Denize Barros@lareinamadre

 

14 respostas

  1. Como não ficar estarrecida diante dessas fotos? Como não ficar com os olhos marejados diante dessas palavras? Como não perceber a diferença, a sutil e estrondosa diferença entre vencer uma batalha com amor e perdê-la por medo? Como não pensar que é o amor e amizade que promove mudanças e torna tudo tão mais leve?!

    Ainda com aquele nó na garganta e pensando: “que lição de vida é essa?”

    Sou fotógrafa, e estou me sentindo orgulhosa, enaltecida, um tanto mais humana e feliz, por ver uma colega mostrar de forma tão brilhante a beleza que habitou em cada fio que caiu. Me sinto orgulhosa, de verdade, porque a fotografia eternizou a bravura e suavidade de uma fase que passou, como tantas fases que a gente enfrenta, e as vezes sem tanta coragem e alegria.

    Um salve a cada uma de vocês envolvidas nessa empreitada, que mude a vida de muitas e muitas pessoas, como certamente já mudou a minha.

    Tirar da memória a lembrança triste de amigos e familiares que já passaram por isso e ter na tela mental pra sempre essa risada descabelada, é sem dúvida um presente.

    Um beijo,
    Rafaela.

    1. Rafaela, muito obrigada por seu comentário tão inspirado. O nosso objetivo é exatamente esse que você “captou”. Eu, hoje, estou fazendo a mesma pergunta que você: Que lição de vida é essa?! A gente se descabela por tão pouco não é mesmo?! Pois pronto. É isso. Que bom que você gostou do “presente”. A culpa é toda da Lu.

    2. Rafa!!! Obrigada pelo carinho, pelas palavras!!! Só sei que fotografar com emoção… com amor FAZ DIFERENÇA! Estar envolvida no momento, com as pessoas, SER ali e não apenas ESTAR, faz toda a diferença, o resultado é outro, é palpável! E sim… a ‘culpa’ como disse Denize é da Lu <3

  2. Profundamente emocionada com a história da Lu e a atitude das amigas. Só o amor salva mesmo, e a amizade é uma das mais fortes e puras faces do amor. Minha admiração por você só cresce, Denize, que gesto lindo. Eu não conheço as outras envolvidas nesse abraço amoroso e descabelado, mas diz pra todo mundo que eu mandei meu beijo, minha força, meu carinho, respeito e os maiores desejos de que, junto com os cabelos novos, nasça vida em todo seu esplendor e abundância pra Lu e pra todas vocês que a acompanharam nessa jornada.
    beijos,
    Ana Paula

  3. Dê, chorei com o seu depoimento. quanta delicadeza, ternura e amor.. você é realmente incrível! Beijocas

  4. De,

    Sua missão era uma das mais difíceis do dia. Trazer à tona a beleza de nossa queridíssima Lu durante um processo muito visceral. Ela ficou um Diva, “cheia de esperança e vida nova” como você bem colocou. Ela continua louca, mas aí são outros quinhentos hahahhahaha

    1. Drew, fizemos um belo trabalho em equipe hein?! Os muitos “dia de rainha” que fiz no meu atelier, me mostraram que todo mundo tem uma porção de beleza pra vida louca pra achar a saída e basta um jeitinho, uma palavrinha besta, um “queixo pra cima faz cara de rica” e pimba, a boniteza escapa e sai. ;o) Obrigada por estar junto querido, sua “luz” foi fundamental.

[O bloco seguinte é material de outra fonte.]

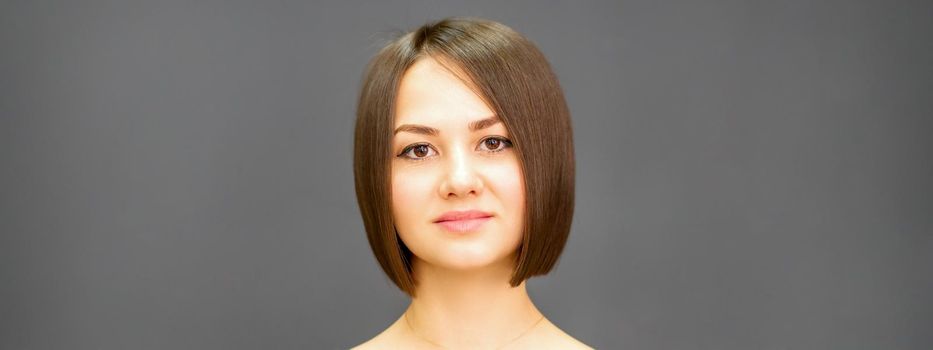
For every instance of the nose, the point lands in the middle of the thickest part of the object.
(461, 178)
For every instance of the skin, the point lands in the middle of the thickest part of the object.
(463, 298)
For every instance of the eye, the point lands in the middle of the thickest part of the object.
(495, 144)
(418, 151)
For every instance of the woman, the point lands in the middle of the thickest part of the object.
(464, 173)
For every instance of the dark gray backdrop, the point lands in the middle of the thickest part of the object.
(751, 176)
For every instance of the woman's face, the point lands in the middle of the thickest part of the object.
(450, 157)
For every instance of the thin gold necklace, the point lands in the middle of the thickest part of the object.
(498, 347)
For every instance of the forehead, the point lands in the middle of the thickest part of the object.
(429, 93)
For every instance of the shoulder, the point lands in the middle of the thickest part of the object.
(549, 336)
(388, 339)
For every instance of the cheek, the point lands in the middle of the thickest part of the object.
(409, 189)
(510, 188)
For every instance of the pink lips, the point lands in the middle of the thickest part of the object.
(463, 221)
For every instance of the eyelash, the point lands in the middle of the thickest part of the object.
(506, 142)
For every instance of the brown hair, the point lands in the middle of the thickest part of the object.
(513, 77)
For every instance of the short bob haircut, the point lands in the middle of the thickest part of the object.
(515, 80)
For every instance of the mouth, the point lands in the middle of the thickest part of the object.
(463, 221)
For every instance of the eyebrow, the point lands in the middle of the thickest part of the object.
(427, 130)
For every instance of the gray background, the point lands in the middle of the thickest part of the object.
(750, 176)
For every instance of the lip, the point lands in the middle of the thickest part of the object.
(463, 221)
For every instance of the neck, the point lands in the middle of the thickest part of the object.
(469, 308)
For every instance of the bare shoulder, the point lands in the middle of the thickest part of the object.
(388, 339)
(552, 337)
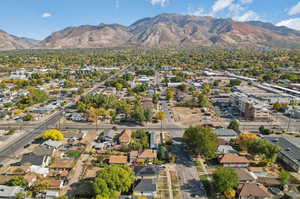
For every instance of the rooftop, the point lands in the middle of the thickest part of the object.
(118, 159)
(290, 147)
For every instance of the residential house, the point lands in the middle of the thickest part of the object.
(54, 184)
(233, 161)
(108, 135)
(290, 150)
(63, 165)
(71, 135)
(226, 134)
(253, 191)
(125, 137)
(37, 160)
(133, 156)
(77, 117)
(39, 170)
(16, 170)
(9, 192)
(147, 154)
(5, 179)
(146, 172)
(44, 150)
(117, 159)
(51, 194)
(145, 187)
(52, 143)
(223, 149)
(245, 176)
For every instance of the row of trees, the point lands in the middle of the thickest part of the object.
(112, 181)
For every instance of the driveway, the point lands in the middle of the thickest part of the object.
(187, 172)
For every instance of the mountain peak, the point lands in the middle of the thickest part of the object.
(166, 30)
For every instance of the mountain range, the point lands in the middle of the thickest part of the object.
(165, 30)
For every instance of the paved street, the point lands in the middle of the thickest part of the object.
(10, 151)
(187, 171)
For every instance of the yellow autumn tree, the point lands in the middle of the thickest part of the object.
(230, 193)
(52, 134)
(244, 139)
(161, 116)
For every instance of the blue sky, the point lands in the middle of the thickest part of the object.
(39, 18)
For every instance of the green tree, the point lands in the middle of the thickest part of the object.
(235, 82)
(138, 114)
(148, 114)
(92, 115)
(118, 86)
(201, 141)
(155, 98)
(161, 116)
(52, 134)
(20, 195)
(206, 89)
(18, 181)
(225, 179)
(284, 177)
(234, 125)
(263, 148)
(203, 101)
(112, 181)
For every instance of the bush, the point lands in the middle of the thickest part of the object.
(52, 134)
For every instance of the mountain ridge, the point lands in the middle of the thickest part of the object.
(165, 30)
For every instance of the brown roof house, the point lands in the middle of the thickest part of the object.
(125, 137)
(233, 161)
(63, 165)
(54, 184)
(253, 191)
(245, 175)
(148, 154)
(118, 159)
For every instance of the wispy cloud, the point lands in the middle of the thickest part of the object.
(295, 9)
(46, 15)
(158, 2)
(293, 23)
(246, 1)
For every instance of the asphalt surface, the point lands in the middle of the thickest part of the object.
(187, 172)
(11, 150)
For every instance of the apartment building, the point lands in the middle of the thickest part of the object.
(250, 108)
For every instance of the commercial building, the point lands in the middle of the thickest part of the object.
(250, 108)
(290, 150)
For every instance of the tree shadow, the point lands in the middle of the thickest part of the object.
(183, 157)
(194, 186)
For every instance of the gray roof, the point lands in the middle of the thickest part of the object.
(145, 185)
(109, 133)
(290, 147)
(34, 159)
(146, 170)
(225, 132)
(8, 191)
(226, 149)
(52, 143)
(43, 150)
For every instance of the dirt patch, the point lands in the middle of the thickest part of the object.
(194, 116)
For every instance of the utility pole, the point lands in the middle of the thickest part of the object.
(290, 116)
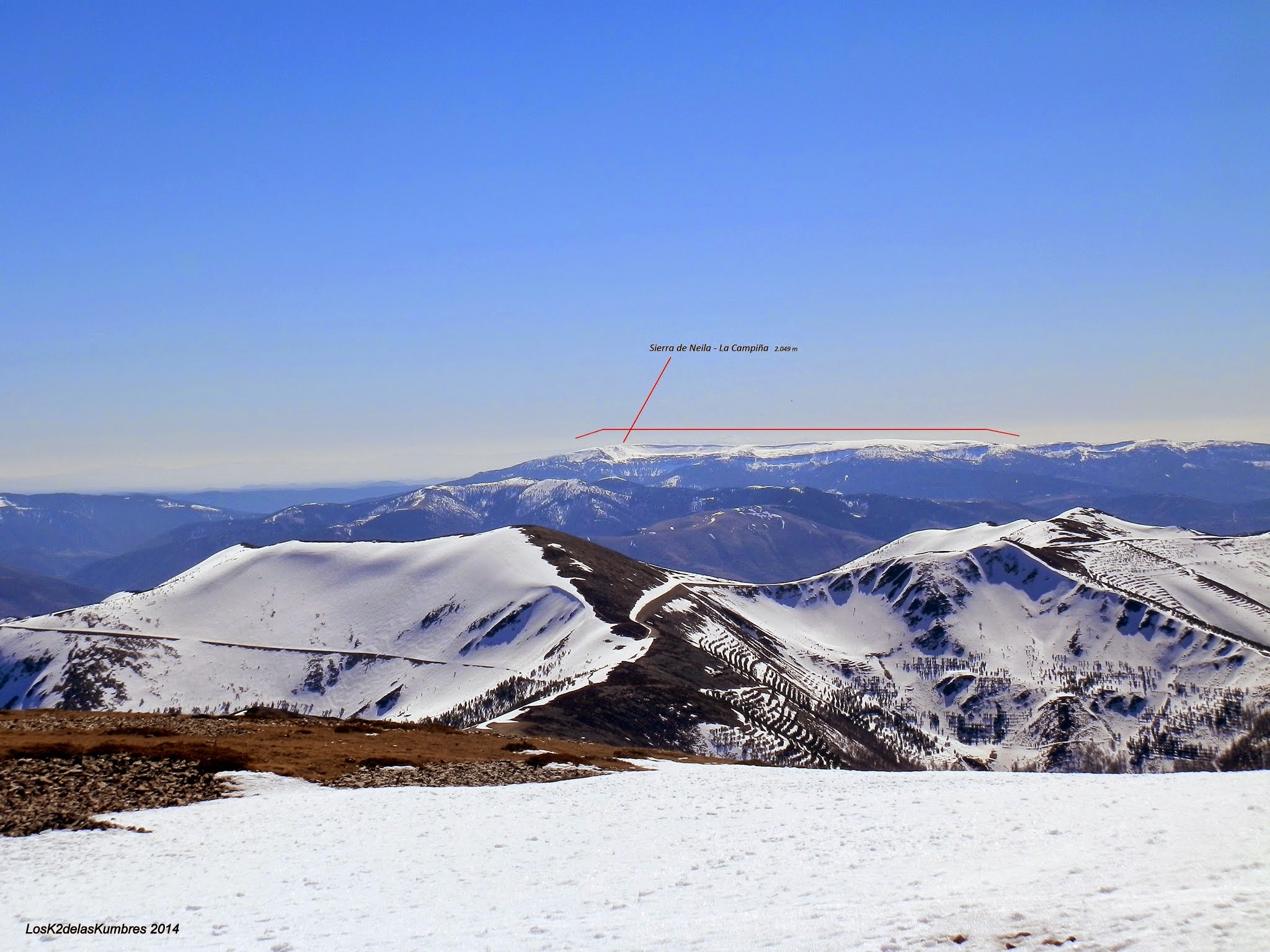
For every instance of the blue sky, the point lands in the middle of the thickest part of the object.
(267, 243)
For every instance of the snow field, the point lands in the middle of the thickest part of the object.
(681, 857)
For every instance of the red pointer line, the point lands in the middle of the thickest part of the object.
(790, 430)
(646, 402)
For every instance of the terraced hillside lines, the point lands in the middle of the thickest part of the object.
(1080, 641)
(463, 627)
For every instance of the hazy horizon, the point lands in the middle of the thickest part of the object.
(326, 244)
(156, 480)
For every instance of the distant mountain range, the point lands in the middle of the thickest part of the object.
(1230, 474)
(744, 513)
(1080, 641)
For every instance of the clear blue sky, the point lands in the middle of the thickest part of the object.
(269, 242)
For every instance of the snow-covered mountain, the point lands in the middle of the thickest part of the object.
(802, 531)
(1213, 471)
(1077, 640)
(455, 628)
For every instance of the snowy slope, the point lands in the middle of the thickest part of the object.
(680, 857)
(1014, 643)
(1215, 471)
(463, 627)
(1076, 641)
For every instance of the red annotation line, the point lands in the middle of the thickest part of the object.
(644, 404)
(797, 430)
(633, 428)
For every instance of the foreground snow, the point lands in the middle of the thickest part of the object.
(683, 857)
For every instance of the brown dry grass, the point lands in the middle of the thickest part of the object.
(311, 748)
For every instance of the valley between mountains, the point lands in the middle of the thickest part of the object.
(1081, 641)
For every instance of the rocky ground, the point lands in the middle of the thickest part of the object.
(65, 792)
(59, 770)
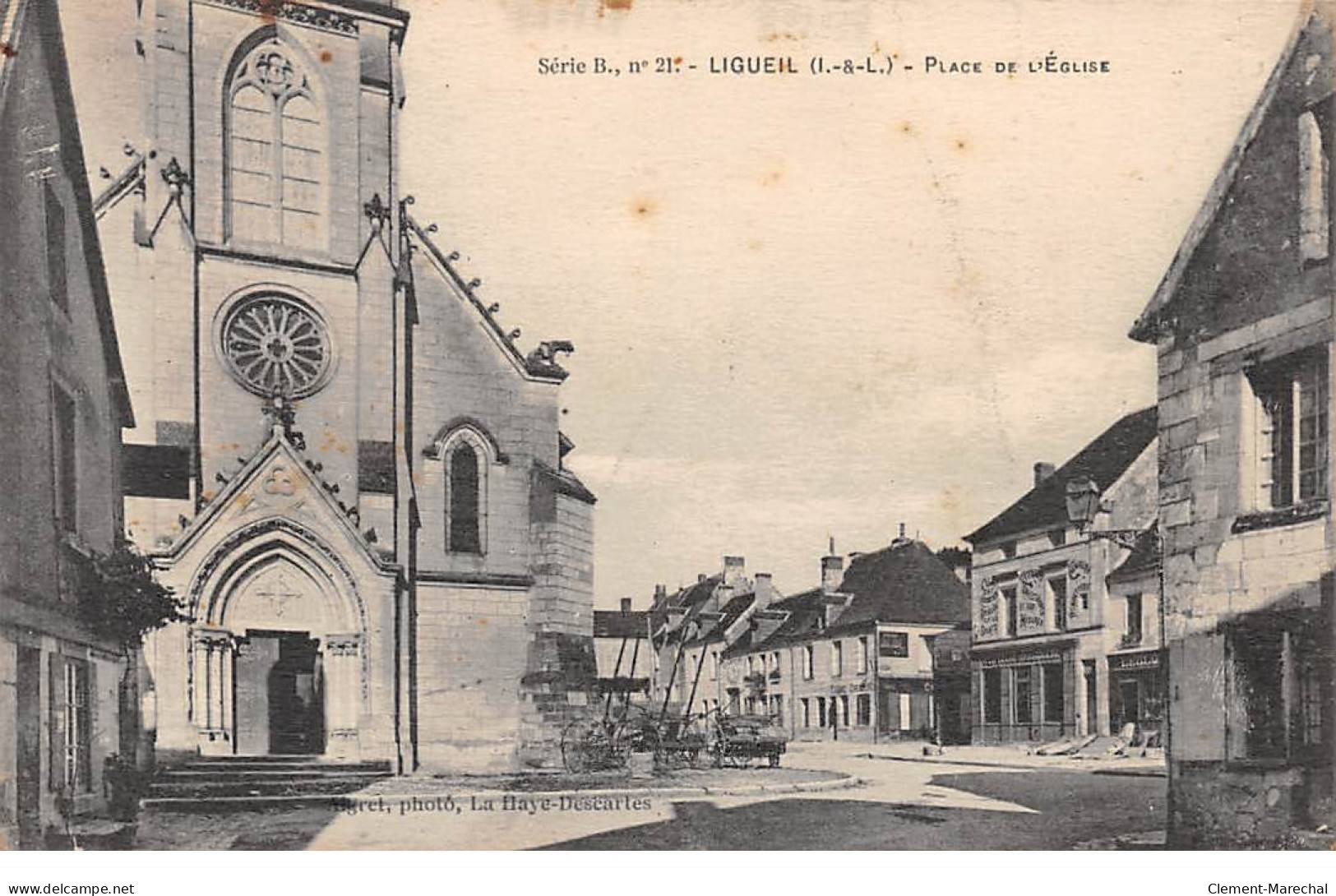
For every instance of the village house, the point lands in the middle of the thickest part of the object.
(623, 654)
(1042, 616)
(857, 654)
(695, 626)
(345, 462)
(1243, 326)
(62, 684)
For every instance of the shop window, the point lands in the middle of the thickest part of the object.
(1276, 686)
(865, 709)
(1021, 696)
(1291, 429)
(71, 725)
(1052, 692)
(1058, 598)
(1133, 620)
(993, 695)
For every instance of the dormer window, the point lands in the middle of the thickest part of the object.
(1314, 219)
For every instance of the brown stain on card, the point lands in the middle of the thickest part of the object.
(643, 207)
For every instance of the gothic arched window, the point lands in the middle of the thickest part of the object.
(1314, 224)
(463, 517)
(275, 152)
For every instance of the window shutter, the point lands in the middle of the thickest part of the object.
(57, 727)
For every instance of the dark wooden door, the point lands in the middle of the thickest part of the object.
(295, 703)
(1092, 700)
(256, 658)
(28, 718)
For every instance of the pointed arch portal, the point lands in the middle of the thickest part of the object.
(277, 658)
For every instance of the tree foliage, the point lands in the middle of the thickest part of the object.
(121, 598)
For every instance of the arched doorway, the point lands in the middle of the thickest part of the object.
(277, 652)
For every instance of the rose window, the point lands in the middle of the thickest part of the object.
(275, 344)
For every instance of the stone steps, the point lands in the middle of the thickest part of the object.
(233, 783)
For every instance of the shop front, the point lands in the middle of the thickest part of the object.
(1137, 693)
(1024, 695)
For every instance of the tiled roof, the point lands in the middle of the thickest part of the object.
(728, 613)
(615, 624)
(1104, 461)
(902, 583)
(806, 616)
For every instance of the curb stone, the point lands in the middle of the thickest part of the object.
(340, 800)
(1034, 767)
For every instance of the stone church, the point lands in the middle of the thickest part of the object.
(345, 466)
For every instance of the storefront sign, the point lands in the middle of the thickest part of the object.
(1141, 660)
(1008, 658)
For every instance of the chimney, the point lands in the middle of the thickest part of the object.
(733, 568)
(833, 569)
(1042, 472)
(765, 590)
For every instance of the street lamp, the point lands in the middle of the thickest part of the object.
(1084, 505)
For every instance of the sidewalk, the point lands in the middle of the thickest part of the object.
(1017, 756)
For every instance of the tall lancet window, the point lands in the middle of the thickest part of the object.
(275, 152)
(1314, 219)
(465, 493)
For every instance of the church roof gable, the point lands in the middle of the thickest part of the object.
(275, 481)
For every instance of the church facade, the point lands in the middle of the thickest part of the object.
(342, 462)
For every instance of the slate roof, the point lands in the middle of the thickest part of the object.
(806, 615)
(1314, 17)
(728, 613)
(1104, 461)
(615, 624)
(902, 583)
(21, 23)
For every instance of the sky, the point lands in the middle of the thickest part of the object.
(805, 307)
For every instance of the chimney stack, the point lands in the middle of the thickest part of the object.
(733, 568)
(1042, 472)
(833, 568)
(765, 590)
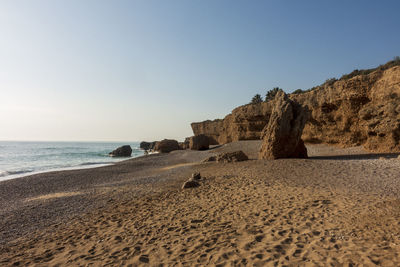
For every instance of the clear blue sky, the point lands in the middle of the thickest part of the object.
(144, 70)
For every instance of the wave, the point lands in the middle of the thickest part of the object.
(7, 173)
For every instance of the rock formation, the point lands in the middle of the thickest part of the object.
(199, 142)
(123, 151)
(363, 110)
(228, 157)
(147, 145)
(282, 135)
(166, 146)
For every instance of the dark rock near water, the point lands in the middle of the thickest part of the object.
(123, 151)
(166, 146)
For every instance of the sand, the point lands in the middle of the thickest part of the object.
(340, 207)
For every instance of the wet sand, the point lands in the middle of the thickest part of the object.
(340, 207)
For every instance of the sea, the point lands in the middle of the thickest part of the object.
(18, 159)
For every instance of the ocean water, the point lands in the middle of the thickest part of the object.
(19, 159)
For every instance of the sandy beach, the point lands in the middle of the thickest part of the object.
(339, 207)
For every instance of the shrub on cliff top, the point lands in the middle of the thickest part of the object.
(256, 99)
(271, 94)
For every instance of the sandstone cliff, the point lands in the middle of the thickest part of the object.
(363, 110)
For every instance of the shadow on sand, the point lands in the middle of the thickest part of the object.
(358, 156)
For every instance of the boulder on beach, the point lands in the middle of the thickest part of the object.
(282, 135)
(196, 176)
(166, 146)
(185, 144)
(147, 145)
(199, 142)
(123, 151)
(190, 184)
(228, 157)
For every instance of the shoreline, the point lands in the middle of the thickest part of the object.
(328, 208)
(86, 165)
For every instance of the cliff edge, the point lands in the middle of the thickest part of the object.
(361, 110)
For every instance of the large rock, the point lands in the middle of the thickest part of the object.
(228, 157)
(185, 144)
(166, 146)
(199, 142)
(363, 110)
(123, 151)
(147, 145)
(232, 156)
(282, 135)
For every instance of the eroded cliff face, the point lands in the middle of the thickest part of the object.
(363, 110)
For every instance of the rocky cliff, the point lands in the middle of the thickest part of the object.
(362, 110)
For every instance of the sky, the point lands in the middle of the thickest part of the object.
(138, 70)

    1. Amanda, obrigada pelo carinho. A gente se acostuma a falar das coisas ruins, das pequenas reclamações do cotidiano e esquece de mostrar as demonstrações de amor e carinho sincero. Por isso fizemos isso, pra lembrar sempre, em cada recado deixado aqui, que é melhor seguir o caminho da fé que vai dar certo de mãos dadas com quem a gente quer bem. Não é assim?! Um beijo pra você.